Six decades of the FitzHugh-Nagumo model: A guide through its spatio-temporal dynamics and influence across disciplines
Daniel Cebrián-Lacasa, Pedro Parra-Rivas, Daniel Ruiz-Reynés, Lendert Gelens
TL;DR
The FitzHugh–Nagumo model provides a minimal yet powerful framework to study excitable dynamics, bridging neuroscience and wider physical and biological systems. The paper organizes the landscape into three layers: the original two-variable FHN, the diffusively coupled extension, and discretely coupled networks, each accompanied by stability and bifurcation analyses to map out fixed points, traveling waves, and pattern formation. Key contributions include analytic expressions for Hopf and saddle-node bifurcations, 1D and 2D Turing patterns, front interactions, traveling pulses, pacemaker-driven wave trains, and the emergence of chimera states in discrete networks. The work offers a practical, cross-disciplinary guide for modelers to harness FHN dynamics in complex, spatially extended systems with potential impacts on cardiac and neural modeling, pattern formation, and network theory.
Abstract
The FitzHugh-Nagumo equation, originally conceived in neuroscience during the 1960s, became a key model providing a simplified view of excitable neuron cell behavior.
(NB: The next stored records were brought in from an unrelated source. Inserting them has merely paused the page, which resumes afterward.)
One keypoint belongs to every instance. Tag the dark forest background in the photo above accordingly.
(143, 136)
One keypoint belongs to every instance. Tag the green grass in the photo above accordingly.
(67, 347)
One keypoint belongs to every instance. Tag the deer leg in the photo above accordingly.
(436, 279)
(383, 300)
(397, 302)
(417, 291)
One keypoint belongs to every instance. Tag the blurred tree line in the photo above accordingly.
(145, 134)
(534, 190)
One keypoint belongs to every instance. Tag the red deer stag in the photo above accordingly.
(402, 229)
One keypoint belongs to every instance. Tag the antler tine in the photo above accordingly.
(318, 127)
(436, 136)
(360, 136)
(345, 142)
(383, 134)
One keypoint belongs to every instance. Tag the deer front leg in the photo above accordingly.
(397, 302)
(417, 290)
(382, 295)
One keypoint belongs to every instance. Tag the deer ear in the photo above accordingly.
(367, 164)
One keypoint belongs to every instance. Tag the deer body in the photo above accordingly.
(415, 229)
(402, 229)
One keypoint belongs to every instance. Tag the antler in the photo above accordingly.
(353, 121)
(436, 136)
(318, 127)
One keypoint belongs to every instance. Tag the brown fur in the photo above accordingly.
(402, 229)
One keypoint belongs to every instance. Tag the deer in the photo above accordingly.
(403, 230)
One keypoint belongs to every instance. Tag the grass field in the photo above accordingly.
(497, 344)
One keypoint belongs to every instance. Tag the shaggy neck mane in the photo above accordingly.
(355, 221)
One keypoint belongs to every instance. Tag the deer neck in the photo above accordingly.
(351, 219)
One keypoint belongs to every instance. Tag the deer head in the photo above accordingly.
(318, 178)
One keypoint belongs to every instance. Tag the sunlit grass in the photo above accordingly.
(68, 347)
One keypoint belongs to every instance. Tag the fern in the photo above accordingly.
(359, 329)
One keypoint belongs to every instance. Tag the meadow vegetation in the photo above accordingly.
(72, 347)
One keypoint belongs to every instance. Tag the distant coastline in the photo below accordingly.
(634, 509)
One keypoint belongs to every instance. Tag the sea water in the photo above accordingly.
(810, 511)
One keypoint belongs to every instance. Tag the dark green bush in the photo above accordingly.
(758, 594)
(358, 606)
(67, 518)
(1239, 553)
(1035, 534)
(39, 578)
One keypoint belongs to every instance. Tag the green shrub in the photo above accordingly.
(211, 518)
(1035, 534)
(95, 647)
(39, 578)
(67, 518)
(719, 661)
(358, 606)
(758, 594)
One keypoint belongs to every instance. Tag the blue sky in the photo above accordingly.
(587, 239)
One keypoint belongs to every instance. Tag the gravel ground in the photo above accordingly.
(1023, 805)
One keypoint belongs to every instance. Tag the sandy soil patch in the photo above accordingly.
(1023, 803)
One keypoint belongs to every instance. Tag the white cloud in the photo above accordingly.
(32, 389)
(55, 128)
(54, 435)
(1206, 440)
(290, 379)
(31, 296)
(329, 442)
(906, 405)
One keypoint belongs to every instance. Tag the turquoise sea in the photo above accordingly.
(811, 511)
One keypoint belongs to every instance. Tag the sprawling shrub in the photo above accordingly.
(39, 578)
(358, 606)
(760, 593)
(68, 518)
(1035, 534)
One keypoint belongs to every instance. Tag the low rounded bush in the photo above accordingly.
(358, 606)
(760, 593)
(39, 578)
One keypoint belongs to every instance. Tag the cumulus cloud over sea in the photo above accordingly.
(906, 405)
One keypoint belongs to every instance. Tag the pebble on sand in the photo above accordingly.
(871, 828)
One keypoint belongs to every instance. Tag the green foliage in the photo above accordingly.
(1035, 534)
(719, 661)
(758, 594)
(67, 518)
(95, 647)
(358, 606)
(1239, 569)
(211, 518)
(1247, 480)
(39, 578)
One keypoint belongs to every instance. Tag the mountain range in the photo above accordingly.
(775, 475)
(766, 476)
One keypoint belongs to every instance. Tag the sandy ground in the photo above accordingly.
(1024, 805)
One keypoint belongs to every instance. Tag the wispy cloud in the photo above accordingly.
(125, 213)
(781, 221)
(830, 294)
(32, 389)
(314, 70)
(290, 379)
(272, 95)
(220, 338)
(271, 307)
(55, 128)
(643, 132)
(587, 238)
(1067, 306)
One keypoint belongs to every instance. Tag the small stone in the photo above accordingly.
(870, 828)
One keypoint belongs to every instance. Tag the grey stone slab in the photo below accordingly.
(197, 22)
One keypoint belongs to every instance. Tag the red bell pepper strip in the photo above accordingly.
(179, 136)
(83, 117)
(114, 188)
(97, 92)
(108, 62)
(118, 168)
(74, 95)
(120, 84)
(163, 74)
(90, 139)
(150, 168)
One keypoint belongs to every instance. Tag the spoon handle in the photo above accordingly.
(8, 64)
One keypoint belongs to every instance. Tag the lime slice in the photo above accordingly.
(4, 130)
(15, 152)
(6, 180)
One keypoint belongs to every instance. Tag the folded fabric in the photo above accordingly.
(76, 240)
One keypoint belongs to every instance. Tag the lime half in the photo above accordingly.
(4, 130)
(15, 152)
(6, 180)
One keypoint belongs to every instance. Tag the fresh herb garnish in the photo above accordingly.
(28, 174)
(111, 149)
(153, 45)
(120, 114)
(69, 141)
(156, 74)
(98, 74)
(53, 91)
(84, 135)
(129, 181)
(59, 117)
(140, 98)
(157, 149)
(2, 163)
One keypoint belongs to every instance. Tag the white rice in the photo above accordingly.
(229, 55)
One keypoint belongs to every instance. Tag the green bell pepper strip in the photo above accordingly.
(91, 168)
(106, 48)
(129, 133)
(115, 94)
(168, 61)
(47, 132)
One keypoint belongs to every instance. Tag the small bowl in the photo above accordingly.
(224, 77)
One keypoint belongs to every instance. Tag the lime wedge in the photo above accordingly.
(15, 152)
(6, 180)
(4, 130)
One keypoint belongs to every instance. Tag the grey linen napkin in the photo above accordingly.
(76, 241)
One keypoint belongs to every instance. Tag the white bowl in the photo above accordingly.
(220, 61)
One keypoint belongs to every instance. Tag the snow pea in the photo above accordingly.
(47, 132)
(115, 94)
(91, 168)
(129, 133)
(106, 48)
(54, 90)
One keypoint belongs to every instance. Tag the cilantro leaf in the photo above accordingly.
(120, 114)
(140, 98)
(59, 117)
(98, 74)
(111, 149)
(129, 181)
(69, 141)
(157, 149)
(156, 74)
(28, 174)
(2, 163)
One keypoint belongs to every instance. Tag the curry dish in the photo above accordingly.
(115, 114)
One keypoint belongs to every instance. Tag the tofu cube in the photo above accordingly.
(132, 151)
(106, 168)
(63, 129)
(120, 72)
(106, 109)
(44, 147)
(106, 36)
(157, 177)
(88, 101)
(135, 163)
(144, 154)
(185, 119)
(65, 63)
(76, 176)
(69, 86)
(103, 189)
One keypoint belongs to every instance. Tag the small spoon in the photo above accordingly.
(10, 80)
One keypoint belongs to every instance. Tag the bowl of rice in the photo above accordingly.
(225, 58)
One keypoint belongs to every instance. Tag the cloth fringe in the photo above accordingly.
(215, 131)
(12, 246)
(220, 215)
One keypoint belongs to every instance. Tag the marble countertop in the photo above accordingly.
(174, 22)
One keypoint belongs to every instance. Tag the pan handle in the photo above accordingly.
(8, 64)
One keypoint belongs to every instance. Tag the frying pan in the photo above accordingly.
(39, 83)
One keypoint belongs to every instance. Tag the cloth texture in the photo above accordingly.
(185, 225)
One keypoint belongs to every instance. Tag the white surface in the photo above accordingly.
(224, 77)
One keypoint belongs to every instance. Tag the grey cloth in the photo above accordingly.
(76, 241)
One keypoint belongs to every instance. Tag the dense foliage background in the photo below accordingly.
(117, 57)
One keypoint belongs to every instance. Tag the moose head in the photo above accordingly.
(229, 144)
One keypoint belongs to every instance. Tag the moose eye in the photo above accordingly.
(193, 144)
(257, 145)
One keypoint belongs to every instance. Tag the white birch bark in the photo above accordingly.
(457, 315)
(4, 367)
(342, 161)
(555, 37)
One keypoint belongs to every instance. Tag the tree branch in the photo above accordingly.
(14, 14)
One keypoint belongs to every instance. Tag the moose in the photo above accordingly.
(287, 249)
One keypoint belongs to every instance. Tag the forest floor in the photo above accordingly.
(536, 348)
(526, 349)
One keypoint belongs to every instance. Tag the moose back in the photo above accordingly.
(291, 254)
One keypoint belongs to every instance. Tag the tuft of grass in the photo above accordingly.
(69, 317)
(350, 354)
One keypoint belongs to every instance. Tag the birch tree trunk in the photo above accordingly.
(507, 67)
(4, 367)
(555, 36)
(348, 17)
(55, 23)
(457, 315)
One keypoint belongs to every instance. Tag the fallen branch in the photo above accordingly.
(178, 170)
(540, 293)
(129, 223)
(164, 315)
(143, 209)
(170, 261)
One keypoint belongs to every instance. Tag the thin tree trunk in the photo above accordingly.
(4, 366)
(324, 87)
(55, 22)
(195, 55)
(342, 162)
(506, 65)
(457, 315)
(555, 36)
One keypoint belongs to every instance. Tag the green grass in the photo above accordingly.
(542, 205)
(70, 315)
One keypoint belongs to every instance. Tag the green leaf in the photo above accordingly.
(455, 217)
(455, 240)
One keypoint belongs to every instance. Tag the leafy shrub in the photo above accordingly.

Its applicability, however, extends beyond neuroscience into fields like cardiac physiology, cell division, population dynamics, electronics, and other natural phenomena. In this review spanning six decades of research, we discuss the diverse spatio-temporal dynamical behaviors described by the FitzHugh-Nagumo equation. These include dynamics like bistability, oscillations, and excitability, but it also addresses more complex phenomena such as traveling waves and extended patterns in coupled systems. The review serves as a guide for modelers aiming to utilize the strengths of the FitzHugh-Nagumo model to capture generic dynamical behavior. It not only catalogs known dynamical states and bifurcations, but also extends previous studies by providing stability and bifurcation analyses for coupled spatial systems.